Step 3: Fit Equation 8 on all distillation runs, optimizing {c₀, c₁, d₁, f₁, α', β', A', B'} with positivity constraints.

python
# Fitting the distillation scaling law (sketch)
from scipy.optimize import minimize

def objective(params, data):
    """Sum of squared log-errors across all runs."""
    c0, c1, d1, f1, ap, gp, Ap, Bp = params
    total_err = 0
    for Ns, Ds, LT, LS_actual in data:
        LS_pred = distillation_loss(Ns, Ds, LT, c0, c1, d1, f1, ap, gp, Ap, Bp)
        total_err += (np.log(LS_pred) - np.log(LS_actual))**2
    return total_err

bounds = [(0.01, 5)] * 8  # All coefficients positive
result = minimize(objective, x0=initial_guess, args=(data,),
                  method='SLSQP', bounds=bounds)

The key validation: extrapolation

The most impressive test of any scaling law is extrapolation — predicting behavior you haven't seen. The authors fit the law on teachers up to 4.82B and students with L_S > 2.3, then predict the behavior of 7.75B teachers and students with L_S ≤ 2.3. The predictions are accurate to within 1% — the gray region in Figure 5b that was not used for fitting is predicted almost perfectly.

The paper uses μP (maximal update parameterization) for training. Why is this important for a scaling law study?

μP enables hyperparameter transfer across model sizes — the same learning rate works for all scales. Without it, each model size needs a separate hyperparameter sweep, introducing confounding variables that would contaminate the scaling law fit. μP makes models train faster so they could run more experiments μP is required for distillation to work

Chapter 6: When to Distill

This is the most practically useful chapter. Given a compute budget, should you distill from a teacher or just train the student from scratch? The answer depends on exactly three things.

Scenario 1: Best case (teacher already exists)

You already have a trained teacher. Distillation is "free" — you only pay for the student's training. In this case, distillation almost always wins, because the teacher provides a richer signal than one-hot labels at zero additional cost.

But even here, the advantage eventually vanishes. At sufficient compute, supervised learning catches up:

Core finding #1: Supervised learning always matches optimal distillation at sufficient compute budget, with the crossover point shifting to larger budgets as student size increases. Smaller models benefit more from distillation. Larger models can learn the same patterns from data alone — they have enough capacity to extract the information that the teacher would have provided.

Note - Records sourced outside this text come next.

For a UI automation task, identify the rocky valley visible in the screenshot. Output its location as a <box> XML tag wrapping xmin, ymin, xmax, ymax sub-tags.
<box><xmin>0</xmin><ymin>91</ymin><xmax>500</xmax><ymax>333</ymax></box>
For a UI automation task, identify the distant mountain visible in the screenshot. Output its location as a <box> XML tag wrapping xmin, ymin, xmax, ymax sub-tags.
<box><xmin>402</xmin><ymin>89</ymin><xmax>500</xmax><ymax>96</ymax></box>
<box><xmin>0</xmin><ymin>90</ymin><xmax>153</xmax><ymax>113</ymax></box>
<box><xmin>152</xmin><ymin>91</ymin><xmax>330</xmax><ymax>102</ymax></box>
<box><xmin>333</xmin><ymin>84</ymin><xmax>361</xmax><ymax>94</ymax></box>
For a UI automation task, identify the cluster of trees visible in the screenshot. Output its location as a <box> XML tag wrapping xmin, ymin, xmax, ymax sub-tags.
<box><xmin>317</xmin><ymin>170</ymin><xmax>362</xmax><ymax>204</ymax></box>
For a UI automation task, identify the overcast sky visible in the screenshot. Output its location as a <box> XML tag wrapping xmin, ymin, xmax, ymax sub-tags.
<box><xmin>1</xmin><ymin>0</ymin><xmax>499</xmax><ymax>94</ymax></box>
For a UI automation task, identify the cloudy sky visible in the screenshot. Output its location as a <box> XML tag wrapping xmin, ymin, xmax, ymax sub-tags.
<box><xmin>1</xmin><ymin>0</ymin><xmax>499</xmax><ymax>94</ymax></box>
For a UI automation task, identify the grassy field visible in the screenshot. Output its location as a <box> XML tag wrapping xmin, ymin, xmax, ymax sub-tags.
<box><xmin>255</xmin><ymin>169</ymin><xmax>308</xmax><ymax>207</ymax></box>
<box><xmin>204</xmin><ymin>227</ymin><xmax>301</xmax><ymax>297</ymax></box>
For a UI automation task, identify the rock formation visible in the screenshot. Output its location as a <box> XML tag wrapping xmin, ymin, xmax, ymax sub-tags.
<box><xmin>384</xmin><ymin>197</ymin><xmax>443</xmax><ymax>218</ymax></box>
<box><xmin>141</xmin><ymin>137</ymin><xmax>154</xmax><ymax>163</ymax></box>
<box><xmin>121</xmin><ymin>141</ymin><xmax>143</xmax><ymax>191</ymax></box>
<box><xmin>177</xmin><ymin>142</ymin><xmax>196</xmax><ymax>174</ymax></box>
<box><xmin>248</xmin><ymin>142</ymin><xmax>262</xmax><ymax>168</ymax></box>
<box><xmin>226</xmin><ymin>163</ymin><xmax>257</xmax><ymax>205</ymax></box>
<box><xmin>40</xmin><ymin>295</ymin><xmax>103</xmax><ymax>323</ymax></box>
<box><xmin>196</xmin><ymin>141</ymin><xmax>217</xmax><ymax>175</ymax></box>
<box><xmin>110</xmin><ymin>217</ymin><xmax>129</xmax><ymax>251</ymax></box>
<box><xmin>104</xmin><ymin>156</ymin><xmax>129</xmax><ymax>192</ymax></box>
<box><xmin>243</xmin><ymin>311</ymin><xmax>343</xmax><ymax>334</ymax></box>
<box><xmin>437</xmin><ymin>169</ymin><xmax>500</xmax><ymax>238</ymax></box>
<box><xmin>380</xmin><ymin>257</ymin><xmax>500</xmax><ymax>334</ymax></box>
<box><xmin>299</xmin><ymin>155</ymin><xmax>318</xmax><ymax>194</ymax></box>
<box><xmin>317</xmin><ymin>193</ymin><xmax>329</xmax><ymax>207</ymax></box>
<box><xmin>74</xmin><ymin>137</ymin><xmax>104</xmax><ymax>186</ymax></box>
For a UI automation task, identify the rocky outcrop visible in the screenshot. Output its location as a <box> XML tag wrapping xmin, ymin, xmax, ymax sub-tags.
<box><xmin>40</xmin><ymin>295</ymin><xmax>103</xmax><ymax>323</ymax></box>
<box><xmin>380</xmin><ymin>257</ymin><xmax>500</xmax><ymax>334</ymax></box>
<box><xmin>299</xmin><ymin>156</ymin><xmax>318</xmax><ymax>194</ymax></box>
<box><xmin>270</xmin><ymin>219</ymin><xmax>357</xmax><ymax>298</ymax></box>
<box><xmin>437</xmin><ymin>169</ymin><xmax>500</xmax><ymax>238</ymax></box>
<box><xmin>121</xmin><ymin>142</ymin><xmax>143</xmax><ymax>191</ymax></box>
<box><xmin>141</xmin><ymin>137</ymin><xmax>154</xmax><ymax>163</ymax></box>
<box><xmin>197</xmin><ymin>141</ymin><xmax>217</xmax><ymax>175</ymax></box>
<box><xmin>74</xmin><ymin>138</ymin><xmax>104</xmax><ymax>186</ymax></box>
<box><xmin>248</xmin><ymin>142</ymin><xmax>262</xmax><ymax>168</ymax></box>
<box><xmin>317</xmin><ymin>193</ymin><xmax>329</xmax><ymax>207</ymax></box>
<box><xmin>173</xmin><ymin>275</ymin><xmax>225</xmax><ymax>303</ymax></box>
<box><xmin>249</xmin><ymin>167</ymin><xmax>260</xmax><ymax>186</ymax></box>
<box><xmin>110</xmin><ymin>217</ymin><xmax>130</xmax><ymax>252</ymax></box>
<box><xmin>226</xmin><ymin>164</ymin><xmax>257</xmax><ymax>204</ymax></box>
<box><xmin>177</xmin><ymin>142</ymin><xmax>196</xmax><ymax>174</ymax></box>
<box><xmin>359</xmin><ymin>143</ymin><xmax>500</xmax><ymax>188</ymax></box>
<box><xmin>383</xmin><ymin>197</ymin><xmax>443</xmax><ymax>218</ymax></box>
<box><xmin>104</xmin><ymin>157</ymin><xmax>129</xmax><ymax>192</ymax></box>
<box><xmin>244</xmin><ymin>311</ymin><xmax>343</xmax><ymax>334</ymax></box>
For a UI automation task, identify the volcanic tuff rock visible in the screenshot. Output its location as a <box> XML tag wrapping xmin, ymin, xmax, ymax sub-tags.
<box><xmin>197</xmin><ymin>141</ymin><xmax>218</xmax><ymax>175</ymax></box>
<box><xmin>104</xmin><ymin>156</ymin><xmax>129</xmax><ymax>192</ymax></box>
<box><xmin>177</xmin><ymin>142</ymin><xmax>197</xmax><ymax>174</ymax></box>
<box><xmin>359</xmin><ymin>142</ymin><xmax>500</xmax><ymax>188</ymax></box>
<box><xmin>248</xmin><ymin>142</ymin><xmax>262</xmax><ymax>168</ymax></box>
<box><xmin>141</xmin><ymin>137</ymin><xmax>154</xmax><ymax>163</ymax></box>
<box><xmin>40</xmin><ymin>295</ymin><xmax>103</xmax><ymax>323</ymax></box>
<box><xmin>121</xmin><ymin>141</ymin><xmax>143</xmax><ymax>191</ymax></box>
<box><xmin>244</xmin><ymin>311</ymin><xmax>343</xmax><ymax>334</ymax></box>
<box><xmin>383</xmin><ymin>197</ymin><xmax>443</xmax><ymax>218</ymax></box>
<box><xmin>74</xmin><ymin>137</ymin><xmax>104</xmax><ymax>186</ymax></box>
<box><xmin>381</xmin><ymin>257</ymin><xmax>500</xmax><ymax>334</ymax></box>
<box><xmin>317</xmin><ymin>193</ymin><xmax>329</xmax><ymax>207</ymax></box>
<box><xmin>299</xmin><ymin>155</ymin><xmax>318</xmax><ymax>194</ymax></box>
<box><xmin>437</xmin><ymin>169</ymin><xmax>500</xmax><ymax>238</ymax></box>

Scenario 2: Teacher inference only

The teacher exists but you must pay for inference (running the teacher on each training example to get logits). This is the common deployment scenario — you have a big model serving users, and you want to distill it into a smaller model.

The FLOP cost becomes:

FLOPs ≈ 3F(N_S)D_S + F(N_T)(δ^Logit_S D_S + δ^Pre_T 3D_T)

Where the first term is student training, the second is teacher inference for generating logits, and the third (with δ indicators) accounts for whether teacher logits are stored or computed on-the-fly.

The key detail: F(N) is the FLOPs per token for a model with N parameters. For a standard transformer, F(N) ≈ 2N per forward pass (each parameter is used once in a multiply-add). Training requires 3x this (forward + backward), while inference requires 1x. So teacher inference costs F(N_T) per token, while student training costs 3F(N_S) per token.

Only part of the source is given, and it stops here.